- Born: Fort-de-France, Martinique
- Education: Ecole Nationale des Ponts et Chaussées
- Occupations: Chairman and Chief Executive Officer of Meridiam

= Thierry Déau =

French business executive

Thierry Déau is the founder, chairman and chief executive officer of Meridiam, a leading independent global investor and asset manager specialized in developing, financing and managing long-term public infrastructure projects.

==Career==
After graduating from France’s engineering school l'Ecole nationale des Ponts et Chaussées, Déau began his career in Malaysia with the construction firm GTM International. He then joined France’s Caisse des Dépôts et Consignations, where he held several positions within its investment and development subsidiary Egis Projects, from Project Manager in Manila, Philippines, then Director of Concession Projects in Paris to his appointment as Chief Executive Officer of Egis in 2001.

During his tenure at Egis he headed up international operations for the Egis Group executive committee, served on its risk management committee and acted as Member and Chairman on the boards of several subsidiaries.

In 2004, before founding Meridiam, Déau joined AECOM Technology as Director.

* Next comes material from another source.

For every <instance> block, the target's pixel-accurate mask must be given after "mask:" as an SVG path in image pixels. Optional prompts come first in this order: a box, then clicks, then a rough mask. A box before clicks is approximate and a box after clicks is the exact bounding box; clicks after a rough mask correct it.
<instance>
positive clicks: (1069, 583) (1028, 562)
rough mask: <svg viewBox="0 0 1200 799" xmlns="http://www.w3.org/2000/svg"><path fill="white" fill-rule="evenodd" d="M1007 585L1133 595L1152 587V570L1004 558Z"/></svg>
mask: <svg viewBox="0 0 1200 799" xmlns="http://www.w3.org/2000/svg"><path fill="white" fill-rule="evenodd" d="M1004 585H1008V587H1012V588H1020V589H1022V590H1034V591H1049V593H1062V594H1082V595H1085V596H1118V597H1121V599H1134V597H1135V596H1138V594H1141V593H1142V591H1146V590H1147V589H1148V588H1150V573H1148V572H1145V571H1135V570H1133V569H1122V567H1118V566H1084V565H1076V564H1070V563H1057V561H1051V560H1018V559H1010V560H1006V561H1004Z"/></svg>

In 2005, Déau established Meridiam, with operational and financial support from AECOM Technology and the Crédit Agricole Group. He is currently Meridiam’s Chairman and Chief Executive Officer, as well as its main shareholder.

==Other activities==
Thierry Déau's other activities:

- Board Member of Fondation des Ponts, Board Member of the Friends of the Paris Opera (AROP)
- Chairman of the Établissement public du Palais de la Porte Dorée
- Founder of the Africa Infrastructure fellowship program (AIFP)
- Founding Member of the Sustainable Development Investment Partnership (SDIP) of the World Economic Forum
- Chairman of the Fast-Infra Group (FIG)
- President of the Archery Foundation
- Member of The Trilateral Commission.